How to Get Your Kids into Books

With a cacophony of digital devices calling for their attention, it’s a wonder that any child nestles down with a book in the modern world. Yet millions do because they’ve been introduced to the right reading materials at the right age, to show them how rewarding and exciting it can be to get lost in the pages of a book. This short article examines how to instill in your children – be they your class or your own kids – a love of literature, whatever their background or interests.

Loving Literature 

Too often, English class can feel like a dull exercise, plodding through books before talking about metaphors and similes. That might be what the syllabus demands, but that’s not necessarily how you need to teach books to pupils or your own kids. The most important lessons that you can leave them with – and one that’ll stick with them for life – is to love books and to find in them the kind of solace and serenity that children through the ages have found in literature.
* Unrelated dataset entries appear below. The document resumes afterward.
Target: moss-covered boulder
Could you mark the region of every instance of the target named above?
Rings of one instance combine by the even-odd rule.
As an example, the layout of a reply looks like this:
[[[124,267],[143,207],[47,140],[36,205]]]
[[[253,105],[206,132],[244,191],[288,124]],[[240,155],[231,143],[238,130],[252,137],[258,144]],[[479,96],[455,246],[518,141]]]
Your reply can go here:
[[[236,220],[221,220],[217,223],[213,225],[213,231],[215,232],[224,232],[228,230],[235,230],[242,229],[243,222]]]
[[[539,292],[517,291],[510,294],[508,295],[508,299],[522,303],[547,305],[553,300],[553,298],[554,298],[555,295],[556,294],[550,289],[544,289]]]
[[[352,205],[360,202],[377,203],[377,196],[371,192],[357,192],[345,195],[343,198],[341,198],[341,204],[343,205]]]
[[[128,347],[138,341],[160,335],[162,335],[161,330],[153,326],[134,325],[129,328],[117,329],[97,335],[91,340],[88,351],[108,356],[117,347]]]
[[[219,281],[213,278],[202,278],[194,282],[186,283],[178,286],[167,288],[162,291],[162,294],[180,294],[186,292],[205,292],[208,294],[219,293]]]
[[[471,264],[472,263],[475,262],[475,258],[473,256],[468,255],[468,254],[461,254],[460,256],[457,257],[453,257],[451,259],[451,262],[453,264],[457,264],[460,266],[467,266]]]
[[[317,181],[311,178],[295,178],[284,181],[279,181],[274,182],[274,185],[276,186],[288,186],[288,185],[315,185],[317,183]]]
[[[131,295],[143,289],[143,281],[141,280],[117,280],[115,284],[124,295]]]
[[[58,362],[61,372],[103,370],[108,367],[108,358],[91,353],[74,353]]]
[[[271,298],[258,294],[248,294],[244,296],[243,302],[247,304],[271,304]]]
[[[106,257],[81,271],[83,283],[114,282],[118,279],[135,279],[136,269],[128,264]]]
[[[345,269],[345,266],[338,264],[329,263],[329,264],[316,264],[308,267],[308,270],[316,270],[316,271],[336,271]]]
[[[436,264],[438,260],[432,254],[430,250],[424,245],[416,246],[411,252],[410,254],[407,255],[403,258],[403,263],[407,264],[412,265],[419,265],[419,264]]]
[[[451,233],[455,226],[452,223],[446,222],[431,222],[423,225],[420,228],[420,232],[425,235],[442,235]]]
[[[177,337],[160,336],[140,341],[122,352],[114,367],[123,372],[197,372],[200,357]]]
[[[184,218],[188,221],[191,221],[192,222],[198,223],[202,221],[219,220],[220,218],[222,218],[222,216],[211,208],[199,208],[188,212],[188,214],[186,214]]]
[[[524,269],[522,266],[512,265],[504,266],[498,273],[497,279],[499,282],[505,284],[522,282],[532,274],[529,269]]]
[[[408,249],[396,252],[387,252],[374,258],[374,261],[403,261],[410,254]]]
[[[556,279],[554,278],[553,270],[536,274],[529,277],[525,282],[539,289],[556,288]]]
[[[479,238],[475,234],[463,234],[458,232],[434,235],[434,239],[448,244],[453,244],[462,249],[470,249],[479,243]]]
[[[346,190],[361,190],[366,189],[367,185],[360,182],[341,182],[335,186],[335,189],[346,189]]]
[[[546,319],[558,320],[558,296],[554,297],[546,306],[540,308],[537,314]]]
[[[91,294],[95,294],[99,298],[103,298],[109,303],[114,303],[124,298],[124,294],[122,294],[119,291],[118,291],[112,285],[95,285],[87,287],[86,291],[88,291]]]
To get them there, a Literature Appreciation Certificate will certainly help. It’s designed to help English teachers get their class enthused about books – not just the features of books that they’ll have to write essays and exams on. This is a brilliant way to augment your love of books, too, while passing it down to the new generation.

Finding Great Books

 There’s little use in putting a work of Shakespeare in front of a 12-year-old. They simply won’t be able to penetrate these wonderful plays and will instead begin associating great literature with boring texts that they can barely comprehend. It would be best if you placed exciting books in front of children, whether they’re toddlers or young adults.

There are obvious starting points here. Most children love working through the Harry Potter books, even if they’ve already seen the films. There are spy novels and books about being a teenage girl that’ll speak to different types of young person and their interests. Research online to find books most appropriate for your kids or your class.

Active Learning

 In the past, books weren’t taught. You would set your class a reading, and ask them to come back the following week to discuss what they’ve read and what they thought of it all. Unfortunately, this formula isn’t all that inspiring – and can actually lead to pupils switching off and not critically interrogating the reading material you’re giving them.

So finding more active ways for your class to read and learn is vital. Have them read out paragraphs in class and encourage them to use different voices for different characters. Focus on meaningful moments – even a sentence – rather than a whole chapter. Continually ask your kids how they’re made to feel from the writing and how they think the characters feel. Keeping the learning experience active will help young people truly appreciate the richness of literature.

There you have it: just three tips to help you make literature more interesting for young people in the modern age of social media and streaming services.